GBM located in the cerebellum can be found in all age groups. We provide novel molecular genetic data on these rare tumors. Mutated IDH1 R132H protein and H3F3A K27M mutations indicate that a substantial number of GBMc are "metastatic" or "diaschismatic" lesions. Mutation of BRAF V600E may have a stronger biological significance than H3F3A K27M alterations. In a subset of patients, GBM may arise primarily as a distinct entity in the cerebellum.
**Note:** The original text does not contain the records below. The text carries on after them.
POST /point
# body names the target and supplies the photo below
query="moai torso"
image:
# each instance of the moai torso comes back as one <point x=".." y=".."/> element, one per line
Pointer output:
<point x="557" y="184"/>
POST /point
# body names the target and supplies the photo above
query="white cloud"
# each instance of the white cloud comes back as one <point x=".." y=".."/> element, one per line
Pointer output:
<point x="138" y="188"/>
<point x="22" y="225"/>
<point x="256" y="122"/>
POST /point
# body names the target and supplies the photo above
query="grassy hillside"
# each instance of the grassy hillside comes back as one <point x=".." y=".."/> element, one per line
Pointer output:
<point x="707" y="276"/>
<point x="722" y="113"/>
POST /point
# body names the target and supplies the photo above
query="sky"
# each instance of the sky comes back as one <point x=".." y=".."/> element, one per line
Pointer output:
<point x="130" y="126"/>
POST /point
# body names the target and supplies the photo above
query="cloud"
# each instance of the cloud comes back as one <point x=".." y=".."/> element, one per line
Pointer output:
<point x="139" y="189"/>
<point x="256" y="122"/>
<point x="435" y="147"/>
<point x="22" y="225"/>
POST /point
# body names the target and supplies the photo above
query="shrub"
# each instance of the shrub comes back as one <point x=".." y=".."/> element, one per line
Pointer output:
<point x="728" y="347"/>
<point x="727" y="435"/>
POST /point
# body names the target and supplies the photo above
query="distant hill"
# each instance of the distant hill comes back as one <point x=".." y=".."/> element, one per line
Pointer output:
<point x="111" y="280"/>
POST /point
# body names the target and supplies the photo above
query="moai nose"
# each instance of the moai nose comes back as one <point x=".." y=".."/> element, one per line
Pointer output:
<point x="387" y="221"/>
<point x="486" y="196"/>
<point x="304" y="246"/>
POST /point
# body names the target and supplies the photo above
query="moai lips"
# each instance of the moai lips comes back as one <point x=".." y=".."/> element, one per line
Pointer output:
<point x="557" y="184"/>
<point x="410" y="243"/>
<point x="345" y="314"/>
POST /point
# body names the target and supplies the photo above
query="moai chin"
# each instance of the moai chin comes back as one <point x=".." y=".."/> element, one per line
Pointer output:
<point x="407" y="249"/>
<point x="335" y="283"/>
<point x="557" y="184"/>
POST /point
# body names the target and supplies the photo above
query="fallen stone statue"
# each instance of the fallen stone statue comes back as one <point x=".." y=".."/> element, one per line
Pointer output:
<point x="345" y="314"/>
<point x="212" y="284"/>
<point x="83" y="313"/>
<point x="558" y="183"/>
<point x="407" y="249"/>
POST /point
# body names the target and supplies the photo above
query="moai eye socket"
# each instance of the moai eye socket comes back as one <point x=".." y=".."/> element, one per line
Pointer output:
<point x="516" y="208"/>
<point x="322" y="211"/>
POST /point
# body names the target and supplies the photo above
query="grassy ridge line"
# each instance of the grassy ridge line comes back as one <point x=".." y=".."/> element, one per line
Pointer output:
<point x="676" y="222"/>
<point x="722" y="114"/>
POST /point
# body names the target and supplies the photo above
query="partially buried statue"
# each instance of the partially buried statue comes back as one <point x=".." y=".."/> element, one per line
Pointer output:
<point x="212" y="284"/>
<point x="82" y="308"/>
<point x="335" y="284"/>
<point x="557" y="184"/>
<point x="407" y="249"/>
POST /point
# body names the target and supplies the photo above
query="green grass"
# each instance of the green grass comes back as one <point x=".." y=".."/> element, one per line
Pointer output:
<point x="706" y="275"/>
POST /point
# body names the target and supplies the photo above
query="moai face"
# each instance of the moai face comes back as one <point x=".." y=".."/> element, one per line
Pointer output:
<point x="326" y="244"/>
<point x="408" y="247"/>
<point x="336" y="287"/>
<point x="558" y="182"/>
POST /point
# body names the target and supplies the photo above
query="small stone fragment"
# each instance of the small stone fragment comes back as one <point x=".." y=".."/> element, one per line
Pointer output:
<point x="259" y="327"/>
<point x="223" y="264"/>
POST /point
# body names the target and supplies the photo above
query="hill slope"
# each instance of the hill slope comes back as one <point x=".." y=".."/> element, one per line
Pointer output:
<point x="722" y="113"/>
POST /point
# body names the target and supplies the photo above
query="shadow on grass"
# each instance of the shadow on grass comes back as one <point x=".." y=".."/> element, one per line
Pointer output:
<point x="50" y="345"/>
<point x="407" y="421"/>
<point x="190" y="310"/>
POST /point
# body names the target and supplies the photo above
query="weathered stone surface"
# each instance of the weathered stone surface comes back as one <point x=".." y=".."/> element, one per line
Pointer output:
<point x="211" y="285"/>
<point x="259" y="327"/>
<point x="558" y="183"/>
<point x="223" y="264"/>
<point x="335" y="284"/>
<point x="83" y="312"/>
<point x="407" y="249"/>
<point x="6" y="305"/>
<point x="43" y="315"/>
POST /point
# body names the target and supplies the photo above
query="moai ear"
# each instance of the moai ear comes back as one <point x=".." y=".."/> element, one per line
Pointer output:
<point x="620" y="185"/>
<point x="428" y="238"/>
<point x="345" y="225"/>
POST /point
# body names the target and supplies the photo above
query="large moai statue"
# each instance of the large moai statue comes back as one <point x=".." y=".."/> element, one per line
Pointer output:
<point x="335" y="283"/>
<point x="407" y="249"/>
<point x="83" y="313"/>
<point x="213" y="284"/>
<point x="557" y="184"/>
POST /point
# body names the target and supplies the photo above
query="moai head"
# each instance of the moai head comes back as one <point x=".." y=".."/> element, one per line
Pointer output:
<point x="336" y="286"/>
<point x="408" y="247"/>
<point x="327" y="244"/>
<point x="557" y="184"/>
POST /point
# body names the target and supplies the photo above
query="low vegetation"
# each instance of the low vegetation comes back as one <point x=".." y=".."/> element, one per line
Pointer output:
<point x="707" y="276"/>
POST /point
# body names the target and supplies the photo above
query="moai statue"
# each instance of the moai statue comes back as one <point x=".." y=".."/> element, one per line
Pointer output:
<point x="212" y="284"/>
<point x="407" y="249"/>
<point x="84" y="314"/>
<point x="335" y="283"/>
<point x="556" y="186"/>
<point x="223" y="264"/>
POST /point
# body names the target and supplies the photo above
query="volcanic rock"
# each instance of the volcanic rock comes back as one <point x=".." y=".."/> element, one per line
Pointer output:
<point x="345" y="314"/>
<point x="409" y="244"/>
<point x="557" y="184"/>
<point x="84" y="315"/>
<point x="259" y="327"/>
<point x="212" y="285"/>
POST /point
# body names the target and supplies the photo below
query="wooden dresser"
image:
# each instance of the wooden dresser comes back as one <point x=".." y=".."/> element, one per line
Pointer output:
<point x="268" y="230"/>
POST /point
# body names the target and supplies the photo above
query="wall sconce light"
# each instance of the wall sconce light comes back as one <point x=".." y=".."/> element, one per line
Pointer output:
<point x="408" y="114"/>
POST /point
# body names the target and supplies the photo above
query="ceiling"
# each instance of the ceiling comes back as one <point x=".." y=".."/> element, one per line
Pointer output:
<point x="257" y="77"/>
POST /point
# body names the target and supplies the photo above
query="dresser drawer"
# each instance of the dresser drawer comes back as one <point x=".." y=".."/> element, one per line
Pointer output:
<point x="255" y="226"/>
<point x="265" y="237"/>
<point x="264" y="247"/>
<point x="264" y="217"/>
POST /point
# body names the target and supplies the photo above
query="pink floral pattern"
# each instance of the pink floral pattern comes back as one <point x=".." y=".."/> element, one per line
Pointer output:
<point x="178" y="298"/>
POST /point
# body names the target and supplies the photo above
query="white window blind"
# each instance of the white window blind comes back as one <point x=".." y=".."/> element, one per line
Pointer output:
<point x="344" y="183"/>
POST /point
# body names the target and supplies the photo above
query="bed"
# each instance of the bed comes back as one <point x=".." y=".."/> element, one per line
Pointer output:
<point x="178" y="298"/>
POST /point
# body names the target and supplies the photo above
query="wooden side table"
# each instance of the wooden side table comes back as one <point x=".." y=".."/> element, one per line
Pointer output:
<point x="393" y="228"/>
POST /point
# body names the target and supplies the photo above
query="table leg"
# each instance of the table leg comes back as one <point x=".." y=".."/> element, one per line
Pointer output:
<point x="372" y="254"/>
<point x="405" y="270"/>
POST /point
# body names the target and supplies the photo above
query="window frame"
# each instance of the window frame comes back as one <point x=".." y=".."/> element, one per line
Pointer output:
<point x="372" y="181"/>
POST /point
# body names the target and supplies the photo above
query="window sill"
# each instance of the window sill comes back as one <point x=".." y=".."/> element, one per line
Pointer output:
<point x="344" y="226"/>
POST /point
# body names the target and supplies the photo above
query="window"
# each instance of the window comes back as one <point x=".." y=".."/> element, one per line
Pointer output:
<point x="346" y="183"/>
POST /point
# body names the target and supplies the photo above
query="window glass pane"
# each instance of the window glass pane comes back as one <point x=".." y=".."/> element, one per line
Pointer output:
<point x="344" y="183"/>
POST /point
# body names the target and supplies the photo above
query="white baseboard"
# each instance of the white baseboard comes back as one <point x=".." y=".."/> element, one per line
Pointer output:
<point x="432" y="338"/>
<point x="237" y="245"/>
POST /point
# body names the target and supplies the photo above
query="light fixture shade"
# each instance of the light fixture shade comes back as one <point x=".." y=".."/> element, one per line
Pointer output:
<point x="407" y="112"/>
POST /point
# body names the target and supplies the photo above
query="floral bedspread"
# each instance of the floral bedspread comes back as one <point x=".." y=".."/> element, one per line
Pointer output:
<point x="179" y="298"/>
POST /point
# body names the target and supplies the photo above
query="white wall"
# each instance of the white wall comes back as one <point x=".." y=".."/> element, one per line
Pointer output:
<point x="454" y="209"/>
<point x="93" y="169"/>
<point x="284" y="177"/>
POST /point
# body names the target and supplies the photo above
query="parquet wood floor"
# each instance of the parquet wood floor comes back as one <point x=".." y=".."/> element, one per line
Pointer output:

脑桥小脑角(CPA)的脑胶质瘤(GBM)仅占所有 GBM 患者的不到 1%。因此,肿瘤特征、生存和治疗效果尚不清楚。本研究旨在分析我院 8 例采用现代治疗方法的小脑 GBM(GBMc)患者的分子特征。
分析患者的治疗史、无进展生存期(PFS)和总生存期(OS)。重新检查所有组织病理学标本。通过荧光原位杂交(FISH)、焦磷酸测序确定 EGFR 扩增、H3F3A 和 HIST1H3B 突变状态、MGMT 启动子甲基化,通过焦磷酸测序和免疫组化确定 BRAF V600E。通过 Sanger 测序分析 TERT 启动子突变,通过数字 PCR 分析 CDKN2A/B 缺失。通过免疫组化检测 IDH1 R132H、ATR 和 p53 的表达。
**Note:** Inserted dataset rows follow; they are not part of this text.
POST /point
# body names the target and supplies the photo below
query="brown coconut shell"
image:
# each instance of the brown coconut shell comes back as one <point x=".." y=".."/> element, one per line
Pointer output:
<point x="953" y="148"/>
6 名成人和 2 名儿童(平均年龄 36 岁)接受了经内侧或外侧枕下颅开颅切除术。2 名儿童的小脑 GBMc 表现出 H3F3A K27M 突变。其中一名患者还存在 BRAF V600E 突变,PFS 已达 74 个月。2 例成人 GBM 患者的 IDH1 R132H 蛋白表达突变,且之前患有幕上间变性星形细胞瘤。1 例患者携带 TERT 启动子突变。另一位患者最初表现为丘脑毛细胞星形细胞瘤。小脑肿瘤既没有 BRAF V600E 也没有 H3F3A 突变,但存在纯合性 CDKN2A/B 缺失。
小脑 GBM 可发生于所有年龄段。我们提供了这些罕见肿瘤的新的分子遗传学数据。突变的 IDH1 R132H 蛋白和 H3F3A K27M 突变表明,大量的 GBMc 是“转移性”或“分裂性”病变。BRAF V600E 突变可能比 H3F3A K27M 改变具有更强的生物学意义。在一部分患者中,小脑 GBM 可能最初是一种独特的实体。